The New York in Adam Sternbergh’s novel is of the not-too-distant-future variety, where the rich live behind high walls and armed guards, and the poor subsist everywhere else. Successive boom-and-bust tides have all but wiped out the middle, a process quickened by a strategically placed dirty bomb in Times Square. Radiation, not real estate prices, has rendered Gotham unreachable. The wealthy live their lives out on the “limnosphere,” the bandwidth-sucking version of the Internet in which the user is immersed in their fantasy of choice, as nurses and men with guns care for their worldly bodies.

Out from under this dirty dystopia comes Spademan, a garbageman-cum-hitman who lives with the memory of his wife, killed in the explosion, and who now boats across from Jersey to murder for money. His client, a televangelist named Harrow who needs his daughter killed, is a special kind of monster: he promises his flock limnosphere heaven, if only to harvest their minds and bodies for a hyperreal version of the same for his biggest donors.
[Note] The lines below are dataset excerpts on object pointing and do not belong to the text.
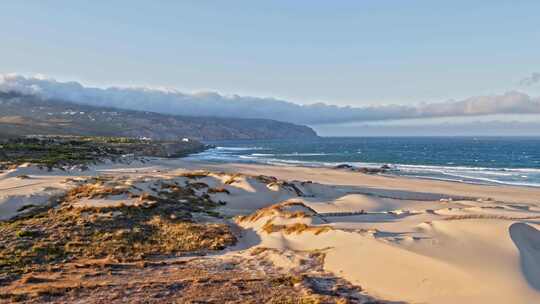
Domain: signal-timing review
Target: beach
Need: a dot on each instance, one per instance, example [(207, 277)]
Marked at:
[(400, 239)]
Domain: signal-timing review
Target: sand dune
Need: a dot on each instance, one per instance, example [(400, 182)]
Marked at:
[(400, 239)]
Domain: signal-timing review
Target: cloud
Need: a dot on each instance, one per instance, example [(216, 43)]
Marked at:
[(533, 79), (214, 104)]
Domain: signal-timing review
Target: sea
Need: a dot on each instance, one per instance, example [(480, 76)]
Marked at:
[(482, 160)]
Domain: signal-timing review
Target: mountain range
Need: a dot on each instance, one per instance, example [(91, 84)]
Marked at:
[(25, 114)]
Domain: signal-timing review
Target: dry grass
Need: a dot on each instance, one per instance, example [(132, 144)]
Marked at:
[(157, 225)]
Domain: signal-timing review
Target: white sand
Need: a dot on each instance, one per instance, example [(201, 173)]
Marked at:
[(401, 239)]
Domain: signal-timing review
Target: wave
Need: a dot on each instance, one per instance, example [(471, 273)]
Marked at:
[(239, 148), (466, 174)]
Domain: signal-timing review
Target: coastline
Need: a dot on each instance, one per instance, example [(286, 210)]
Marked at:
[(398, 238)]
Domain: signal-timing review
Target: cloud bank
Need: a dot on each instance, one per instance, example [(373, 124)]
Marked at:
[(531, 80), (214, 104)]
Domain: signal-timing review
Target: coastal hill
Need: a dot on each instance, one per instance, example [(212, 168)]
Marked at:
[(30, 115)]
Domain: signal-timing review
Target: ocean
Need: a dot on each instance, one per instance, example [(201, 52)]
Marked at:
[(484, 160)]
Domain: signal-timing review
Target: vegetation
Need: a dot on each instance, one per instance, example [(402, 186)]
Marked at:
[(68, 151), (158, 225)]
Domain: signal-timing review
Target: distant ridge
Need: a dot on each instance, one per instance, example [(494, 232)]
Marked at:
[(22, 114)]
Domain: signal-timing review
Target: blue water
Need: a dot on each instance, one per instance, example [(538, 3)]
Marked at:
[(486, 160)]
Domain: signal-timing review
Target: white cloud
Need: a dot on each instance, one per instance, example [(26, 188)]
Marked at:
[(533, 79), (213, 104)]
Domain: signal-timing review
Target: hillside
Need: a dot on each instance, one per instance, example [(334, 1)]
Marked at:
[(25, 114)]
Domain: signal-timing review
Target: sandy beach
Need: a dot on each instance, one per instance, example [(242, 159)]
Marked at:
[(400, 239)]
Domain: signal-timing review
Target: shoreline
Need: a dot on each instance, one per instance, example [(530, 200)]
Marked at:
[(398, 238)]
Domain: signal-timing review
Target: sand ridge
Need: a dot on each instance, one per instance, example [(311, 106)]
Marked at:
[(400, 239)]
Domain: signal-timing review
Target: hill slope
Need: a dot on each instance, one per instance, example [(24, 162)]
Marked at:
[(25, 114)]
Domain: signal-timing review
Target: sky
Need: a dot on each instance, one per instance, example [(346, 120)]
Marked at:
[(337, 52), (354, 53)]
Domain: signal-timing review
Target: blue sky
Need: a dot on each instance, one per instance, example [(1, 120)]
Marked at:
[(338, 52)]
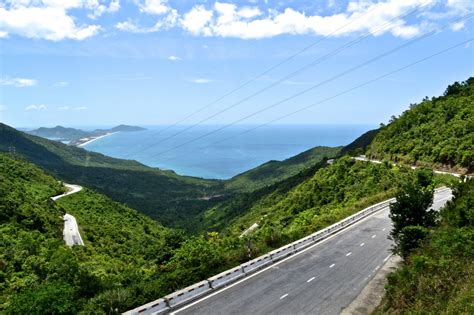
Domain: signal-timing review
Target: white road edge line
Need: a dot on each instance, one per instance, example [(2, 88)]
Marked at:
[(280, 262)]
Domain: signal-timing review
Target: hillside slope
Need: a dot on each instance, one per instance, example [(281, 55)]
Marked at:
[(277, 171), (163, 195), (438, 278), (40, 275), (438, 132)]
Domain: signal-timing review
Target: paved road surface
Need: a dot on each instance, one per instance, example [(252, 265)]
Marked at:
[(71, 233), (323, 279)]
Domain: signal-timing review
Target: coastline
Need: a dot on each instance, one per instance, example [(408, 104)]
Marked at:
[(94, 139)]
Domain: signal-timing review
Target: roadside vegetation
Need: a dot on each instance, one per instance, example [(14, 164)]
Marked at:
[(437, 275)]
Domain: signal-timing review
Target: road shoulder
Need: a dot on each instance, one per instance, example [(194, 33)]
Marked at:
[(371, 296)]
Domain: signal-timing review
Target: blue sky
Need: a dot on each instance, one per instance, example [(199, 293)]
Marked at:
[(150, 62)]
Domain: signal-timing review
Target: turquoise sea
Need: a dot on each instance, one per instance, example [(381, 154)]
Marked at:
[(225, 153)]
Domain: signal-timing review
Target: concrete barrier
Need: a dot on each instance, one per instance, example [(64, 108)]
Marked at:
[(188, 294), (225, 277), (156, 307), (303, 243), (282, 252), (257, 263)]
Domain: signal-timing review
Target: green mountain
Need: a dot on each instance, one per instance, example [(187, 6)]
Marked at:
[(40, 275), (59, 133), (163, 195), (438, 132), (359, 145), (119, 128), (439, 276), (276, 171), (73, 135)]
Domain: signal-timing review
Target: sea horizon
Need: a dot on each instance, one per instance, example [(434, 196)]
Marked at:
[(223, 154)]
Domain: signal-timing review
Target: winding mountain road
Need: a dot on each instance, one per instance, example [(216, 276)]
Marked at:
[(71, 233), (322, 279)]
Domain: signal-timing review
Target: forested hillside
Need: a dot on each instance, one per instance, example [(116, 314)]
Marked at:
[(276, 171), (162, 195), (40, 275), (438, 278), (325, 194), (437, 132)]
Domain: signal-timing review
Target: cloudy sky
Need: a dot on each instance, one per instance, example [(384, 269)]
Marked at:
[(150, 62)]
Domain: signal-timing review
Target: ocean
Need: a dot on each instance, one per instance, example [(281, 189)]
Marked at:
[(225, 153)]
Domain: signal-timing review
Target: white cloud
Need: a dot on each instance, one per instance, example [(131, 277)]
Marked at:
[(202, 81), (62, 83), (174, 58), (18, 82), (157, 7), (197, 21), (227, 20), (79, 108), (100, 9), (36, 107), (50, 19)]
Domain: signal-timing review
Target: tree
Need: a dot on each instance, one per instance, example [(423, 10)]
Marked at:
[(410, 213)]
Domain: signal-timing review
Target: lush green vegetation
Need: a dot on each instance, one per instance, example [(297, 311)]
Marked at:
[(171, 199), (72, 134), (277, 171), (40, 275), (311, 201), (359, 145), (436, 132), (438, 277)]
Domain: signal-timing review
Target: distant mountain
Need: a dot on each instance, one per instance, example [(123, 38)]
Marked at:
[(163, 195), (276, 171), (359, 145), (121, 128), (77, 137)]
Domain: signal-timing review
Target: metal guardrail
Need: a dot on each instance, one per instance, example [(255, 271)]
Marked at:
[(195, 291)]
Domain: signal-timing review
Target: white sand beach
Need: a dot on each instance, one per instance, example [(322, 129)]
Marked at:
[(92, 139)]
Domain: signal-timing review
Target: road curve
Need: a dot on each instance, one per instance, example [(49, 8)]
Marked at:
[(322, 279), (71, 233)]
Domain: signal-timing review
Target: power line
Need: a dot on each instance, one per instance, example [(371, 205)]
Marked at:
[(316, 86), (344, 92), (379, 28), (282, 62)]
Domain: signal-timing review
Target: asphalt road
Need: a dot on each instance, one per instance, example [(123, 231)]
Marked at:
[(323, 279), (71, 233)]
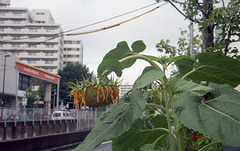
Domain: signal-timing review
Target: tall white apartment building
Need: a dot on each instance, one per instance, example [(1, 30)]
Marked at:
[(73, 52), (32, 36)]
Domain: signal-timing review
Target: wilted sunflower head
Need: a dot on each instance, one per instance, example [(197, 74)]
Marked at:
[(98, 93)]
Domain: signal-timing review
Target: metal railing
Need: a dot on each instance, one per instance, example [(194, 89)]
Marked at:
[(42, 114)]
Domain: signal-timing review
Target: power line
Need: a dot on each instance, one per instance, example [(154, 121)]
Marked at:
[(117, 24), (108, 27), (62, 33)]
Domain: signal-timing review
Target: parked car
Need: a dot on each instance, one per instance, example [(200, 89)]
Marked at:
[(14, 118), (61, 115)]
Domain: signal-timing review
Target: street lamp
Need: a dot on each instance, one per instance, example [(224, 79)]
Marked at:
[(4, 70)]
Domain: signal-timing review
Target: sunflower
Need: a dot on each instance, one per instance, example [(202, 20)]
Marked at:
[(98, 93)]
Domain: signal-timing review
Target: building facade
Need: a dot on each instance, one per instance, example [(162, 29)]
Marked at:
[(32, 36), (73, 52)]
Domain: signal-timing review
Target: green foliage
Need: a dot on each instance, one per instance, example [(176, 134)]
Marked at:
[(31, 97), (142, 133), (217, 68), (72, 73), (149, 75), (212, 110), (218, 117), (40, 92), (178, 86), (115, 121)]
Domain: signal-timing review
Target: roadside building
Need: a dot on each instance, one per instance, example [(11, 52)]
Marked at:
[(16, 77), (73, 52), (32, 36)]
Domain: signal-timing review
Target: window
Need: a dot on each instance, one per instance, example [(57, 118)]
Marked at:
[(2, 14), (32, 29), (24, 82), (17, 13), (15, 53), (15, 45), (31, 61), (48, 69), (49, 46), (48, 54), (40, 13), (16, 29), (16, 37), (33, 37), (40, 22), (32, 46), (32, 53), (49, 30), (16, 22)]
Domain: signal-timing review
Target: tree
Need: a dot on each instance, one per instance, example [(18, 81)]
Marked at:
[(72, 73), (31, 97), (202, 99), (40, 92)]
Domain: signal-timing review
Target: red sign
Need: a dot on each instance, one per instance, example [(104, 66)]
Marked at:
[(36, 72)]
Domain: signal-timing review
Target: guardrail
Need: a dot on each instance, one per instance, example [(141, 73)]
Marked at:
[(39, 122), (42, 114)]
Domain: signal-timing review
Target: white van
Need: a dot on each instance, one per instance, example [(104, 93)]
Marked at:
[(61, 115)]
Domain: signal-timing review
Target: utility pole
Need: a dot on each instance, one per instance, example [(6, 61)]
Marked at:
[(4, 70)]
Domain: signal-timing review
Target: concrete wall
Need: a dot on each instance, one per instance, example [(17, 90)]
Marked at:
[(28, 136), (43, 142)]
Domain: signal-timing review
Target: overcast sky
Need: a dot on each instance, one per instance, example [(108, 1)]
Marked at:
[(163, 23)]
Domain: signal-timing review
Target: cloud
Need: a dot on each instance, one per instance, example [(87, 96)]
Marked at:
[(163, 23)]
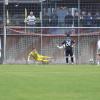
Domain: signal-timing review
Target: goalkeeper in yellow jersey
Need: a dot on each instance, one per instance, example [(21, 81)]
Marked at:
[(38, 57)]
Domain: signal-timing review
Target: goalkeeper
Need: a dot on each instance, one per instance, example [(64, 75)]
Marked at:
[(38, 57)]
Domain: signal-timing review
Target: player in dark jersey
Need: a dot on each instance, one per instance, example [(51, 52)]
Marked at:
[(68, 45)]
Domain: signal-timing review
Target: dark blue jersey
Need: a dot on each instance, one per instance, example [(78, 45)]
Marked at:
[(68, 42)]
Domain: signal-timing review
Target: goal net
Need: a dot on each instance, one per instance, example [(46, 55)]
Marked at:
[(21, 40)]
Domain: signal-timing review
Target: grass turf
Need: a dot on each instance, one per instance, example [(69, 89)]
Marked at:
[(49, 82)]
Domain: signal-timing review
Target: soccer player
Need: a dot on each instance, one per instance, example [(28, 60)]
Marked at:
[(38, 57), (98, 52), (68, 46)]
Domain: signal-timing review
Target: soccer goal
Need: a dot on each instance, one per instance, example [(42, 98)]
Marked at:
[(19, 42)]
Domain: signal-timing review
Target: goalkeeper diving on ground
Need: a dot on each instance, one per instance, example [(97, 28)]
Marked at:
[(38, 57)]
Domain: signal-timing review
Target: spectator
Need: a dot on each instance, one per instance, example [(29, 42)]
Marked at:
[(97, 19), (45, 20), (31, 20), (83, 19), (76, 17), (89, 20), (69, 20), (54, 19)]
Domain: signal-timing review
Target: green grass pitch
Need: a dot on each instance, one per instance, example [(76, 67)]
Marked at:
[(49, 82)]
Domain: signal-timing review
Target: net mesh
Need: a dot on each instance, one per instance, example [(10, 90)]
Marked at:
[(20, 43)]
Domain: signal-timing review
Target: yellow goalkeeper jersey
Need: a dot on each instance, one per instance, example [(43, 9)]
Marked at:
[(37, 56)]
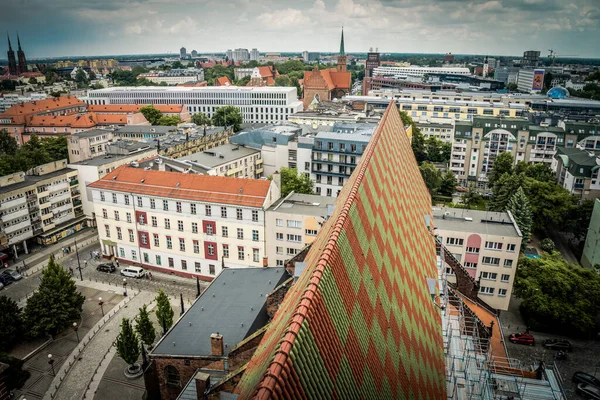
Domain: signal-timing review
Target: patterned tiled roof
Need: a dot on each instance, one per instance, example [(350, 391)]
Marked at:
[(360, 322)]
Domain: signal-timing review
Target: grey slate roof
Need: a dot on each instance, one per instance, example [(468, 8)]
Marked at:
[(233, 305)]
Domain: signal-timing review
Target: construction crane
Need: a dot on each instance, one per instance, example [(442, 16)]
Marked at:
[(553, 54)]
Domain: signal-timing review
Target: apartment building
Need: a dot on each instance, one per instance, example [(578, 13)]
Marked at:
[(265, 104), (43, 203), (187, 224), (487, 244), (293, 222)]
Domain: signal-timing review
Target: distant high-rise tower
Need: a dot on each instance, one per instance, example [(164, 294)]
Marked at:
[(342, 56), (21, 55), (12, 63)]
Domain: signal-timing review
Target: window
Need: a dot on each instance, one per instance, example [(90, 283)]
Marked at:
[(486, 290), (255, 255), (455, 242), (491, 260), (493, 246), (490, 276)]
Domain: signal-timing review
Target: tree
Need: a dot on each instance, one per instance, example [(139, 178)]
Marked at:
[(152, 114), (128, 343), (164, 312), (557, 296), (11, 322), (228, 116), (432, 177), (518, 205), (448, 184), (291, 181), (172, 120), (201, 119), (502, 164), (144, 327), (55, 304)]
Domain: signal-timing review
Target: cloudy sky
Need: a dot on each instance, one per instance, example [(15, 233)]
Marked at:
[(105, 27)]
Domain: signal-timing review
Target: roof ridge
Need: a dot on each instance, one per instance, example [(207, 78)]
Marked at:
[(305, 301)]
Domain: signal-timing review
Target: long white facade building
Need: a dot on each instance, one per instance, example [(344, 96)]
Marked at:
[(266, 104)]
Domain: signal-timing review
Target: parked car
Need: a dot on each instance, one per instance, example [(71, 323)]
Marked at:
[(12, 274), (557, 344), (582, 377), (522, 338), (588, 391), (106, 268)]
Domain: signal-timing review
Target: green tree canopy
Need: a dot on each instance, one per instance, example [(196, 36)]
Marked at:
[(152, 114), (518, 205), (557, 296), (55, 304), (128, 343), (228, 116)]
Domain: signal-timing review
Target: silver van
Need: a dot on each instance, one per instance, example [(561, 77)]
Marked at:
[(133, 272)]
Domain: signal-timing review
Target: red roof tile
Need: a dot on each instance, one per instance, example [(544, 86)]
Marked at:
[(217, 189)]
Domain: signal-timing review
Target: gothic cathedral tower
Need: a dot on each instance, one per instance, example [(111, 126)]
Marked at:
[(342, 56)]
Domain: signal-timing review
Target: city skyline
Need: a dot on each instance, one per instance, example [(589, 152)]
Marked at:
[(501, 27)]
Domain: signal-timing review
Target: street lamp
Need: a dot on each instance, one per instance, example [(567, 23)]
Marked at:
[(51, 362), (100, 303), (75, 328)]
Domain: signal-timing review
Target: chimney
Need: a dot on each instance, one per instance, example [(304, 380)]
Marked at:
[(216, 344), (202, 384)]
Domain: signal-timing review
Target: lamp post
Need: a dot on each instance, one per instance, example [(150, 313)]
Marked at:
[(101, 303), (51, 362), (75, 328)]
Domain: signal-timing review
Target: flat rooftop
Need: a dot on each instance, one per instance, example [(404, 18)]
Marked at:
[(475, 221), (234, 305)]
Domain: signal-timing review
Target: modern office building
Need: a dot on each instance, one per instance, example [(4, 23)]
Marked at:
[(266, 104), (187, 224), (487, 244), (293, 223)]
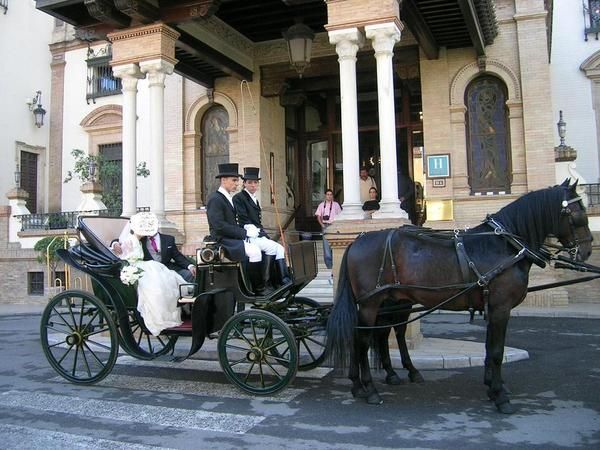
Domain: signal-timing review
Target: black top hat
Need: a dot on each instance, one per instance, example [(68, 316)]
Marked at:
[(251, 173), (228, 170)]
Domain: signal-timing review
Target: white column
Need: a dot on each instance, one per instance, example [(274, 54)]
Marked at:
[(129, 74), (383, 38), (157, 70), (347, 42)]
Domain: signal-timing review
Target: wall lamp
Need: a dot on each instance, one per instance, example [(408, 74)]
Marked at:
[(18, 177), (299, 38), (38, 111)]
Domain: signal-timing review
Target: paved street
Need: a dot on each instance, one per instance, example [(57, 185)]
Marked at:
[(191, 405)]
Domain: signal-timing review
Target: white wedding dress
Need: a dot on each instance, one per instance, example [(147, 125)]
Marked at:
[(158, 288)]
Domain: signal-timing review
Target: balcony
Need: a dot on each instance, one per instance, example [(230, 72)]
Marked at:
[(100, 79), (592, 190), (591, 17), (63, 220)]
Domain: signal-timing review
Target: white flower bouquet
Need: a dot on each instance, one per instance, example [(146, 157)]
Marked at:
[(131, 273)]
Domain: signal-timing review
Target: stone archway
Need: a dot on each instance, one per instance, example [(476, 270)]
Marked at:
[(458, 109), (103, 125), (192, 138), (591, 68)]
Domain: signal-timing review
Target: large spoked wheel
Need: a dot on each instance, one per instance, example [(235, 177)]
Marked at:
[(79, 337), (149, 345), (308, 321), (258, 352)]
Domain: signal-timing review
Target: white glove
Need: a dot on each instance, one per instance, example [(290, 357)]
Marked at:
[(251, 230)]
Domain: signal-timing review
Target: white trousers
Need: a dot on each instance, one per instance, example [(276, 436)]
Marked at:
[(253, 252), (269, 247)]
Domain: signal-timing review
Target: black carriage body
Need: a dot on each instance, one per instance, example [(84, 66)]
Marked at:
[(220, 305)]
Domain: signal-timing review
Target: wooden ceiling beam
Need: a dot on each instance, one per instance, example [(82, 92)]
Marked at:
[(472, 21), (188, 71), (199, 49), (140, 11), (104, 11), (184, 11), (412, 17)]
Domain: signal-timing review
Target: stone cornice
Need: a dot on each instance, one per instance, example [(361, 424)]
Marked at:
[(364, 23), (143, 31), (530, 16)]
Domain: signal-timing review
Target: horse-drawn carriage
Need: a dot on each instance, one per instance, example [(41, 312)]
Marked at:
[(261, 341), (260, 348)]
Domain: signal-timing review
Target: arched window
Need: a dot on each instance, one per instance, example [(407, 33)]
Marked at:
[(488, 139), (215, 147)]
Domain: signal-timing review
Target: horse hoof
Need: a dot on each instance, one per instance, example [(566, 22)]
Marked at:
[(506, 408), (359, 392), (393, 380), (416, 378), (374, 399)]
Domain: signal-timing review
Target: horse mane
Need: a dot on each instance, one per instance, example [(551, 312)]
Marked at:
[(534, 216)]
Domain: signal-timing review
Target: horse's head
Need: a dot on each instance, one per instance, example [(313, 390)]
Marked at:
[(573, 231)]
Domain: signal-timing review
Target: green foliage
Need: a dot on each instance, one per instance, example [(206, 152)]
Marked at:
[(48, 246), (104, 168), (108, 173)]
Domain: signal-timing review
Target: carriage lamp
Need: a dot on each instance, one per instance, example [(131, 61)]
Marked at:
[(299, 38), (562, 129), (18, 177), (38, 111)]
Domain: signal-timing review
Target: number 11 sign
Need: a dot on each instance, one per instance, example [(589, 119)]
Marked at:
[(438, 166)]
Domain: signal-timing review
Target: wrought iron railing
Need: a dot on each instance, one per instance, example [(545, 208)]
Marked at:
[(63, 220), (591, 17), (100, 80), (592, 190)]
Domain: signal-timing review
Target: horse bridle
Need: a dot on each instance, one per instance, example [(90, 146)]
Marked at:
[(576, 219)]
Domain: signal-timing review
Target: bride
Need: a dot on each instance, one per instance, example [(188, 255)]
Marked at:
[(158, 287)]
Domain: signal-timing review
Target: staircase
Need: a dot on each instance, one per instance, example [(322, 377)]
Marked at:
[(321, 288)]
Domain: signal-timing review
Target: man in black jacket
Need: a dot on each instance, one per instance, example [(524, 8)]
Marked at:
[(249, 215), (225, 229), (162, 248)]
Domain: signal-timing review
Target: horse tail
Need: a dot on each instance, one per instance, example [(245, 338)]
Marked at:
[(342, 320)]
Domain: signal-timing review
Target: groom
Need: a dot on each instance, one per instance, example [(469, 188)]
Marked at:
[(161, 247)]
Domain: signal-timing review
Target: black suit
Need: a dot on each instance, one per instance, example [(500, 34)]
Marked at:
[(170, 255), (224, 228), (248, 212)]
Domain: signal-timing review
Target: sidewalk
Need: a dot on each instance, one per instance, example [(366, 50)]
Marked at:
[(431, 353)]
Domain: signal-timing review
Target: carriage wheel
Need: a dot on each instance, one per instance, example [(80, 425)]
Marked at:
[(308, 322), (257, 352), (151, 346), (79, 337)]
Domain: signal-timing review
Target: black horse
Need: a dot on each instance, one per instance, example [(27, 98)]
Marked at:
[(485, 268), (393, 315)]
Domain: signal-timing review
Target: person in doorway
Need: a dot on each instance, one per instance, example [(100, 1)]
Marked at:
[(225, 229), (162, 248), (250, 215), (326, 213), (406, 191), (371, 205), (366, 183)]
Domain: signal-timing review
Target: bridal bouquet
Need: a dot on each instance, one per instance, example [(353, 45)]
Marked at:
[(130, 274)]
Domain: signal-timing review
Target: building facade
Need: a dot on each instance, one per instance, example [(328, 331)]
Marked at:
[(457, 97)]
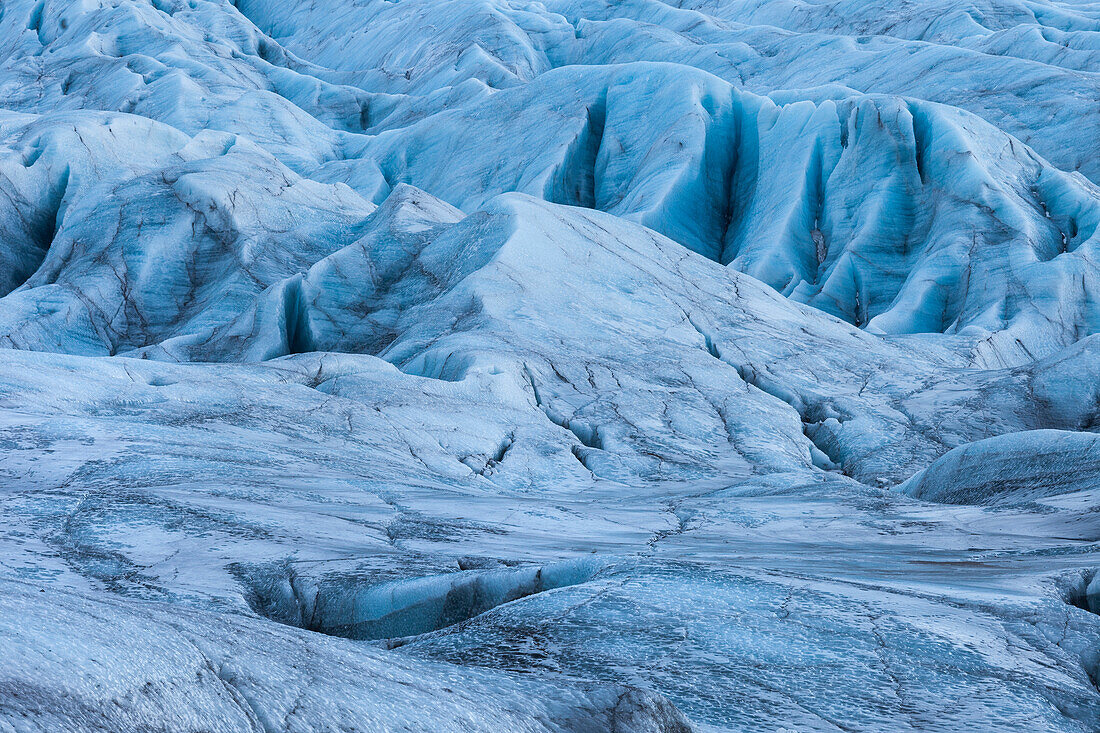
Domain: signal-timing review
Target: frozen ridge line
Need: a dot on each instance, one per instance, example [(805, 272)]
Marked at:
[(563, 365)]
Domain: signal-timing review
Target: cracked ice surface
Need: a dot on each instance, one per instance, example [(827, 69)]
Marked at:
[(573, 365)]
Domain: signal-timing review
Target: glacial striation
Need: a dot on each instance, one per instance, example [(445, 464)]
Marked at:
[(565, 365)]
The daughter, the scared but streetwise Persephone, is with child, possibly by her father; Spademan, who doesn’t kill kids, goes from killer to protector. He is hounded by the real and virtual versions of Harrow, both equally repugnant and violent, and his well-armed posse of true believers.

There is every opportunity for cliché in the post-apocalyptic necropolis genre, particularly with the added Matrix-esque ethernet fantasy world. Yet Sternbergh, an editor at The New York Times Magazine, navigates the familiar terrain with a deft hand. He writes in jerky, reductive bursts often devoid of punctuation. Backstory is dispensed with in quick paragraphs, while dialogue and description are jagged stanzas. There’s more than a touch of Cormac McCarthy in here, right down to the nihilistic violence meted out by way of exotic weapons (box cutters, a “hurlbat,” and something called a “sjambok”). The New York City of Shovel Ready, meanwhile, can be one of two things: a cautionary tale of the city’s ever-widening income gaps, or a boffo survivalist set piece for the technology-wary. (Or both, if the current Hunger Games obsession is any indication.) Yet Sternbergh wisely keeps the story from veering off into sci-fi land by being largely uninterested in the how and why of the netherworld he creates. He is more interested in the near-lifeless bodies it leaves behind.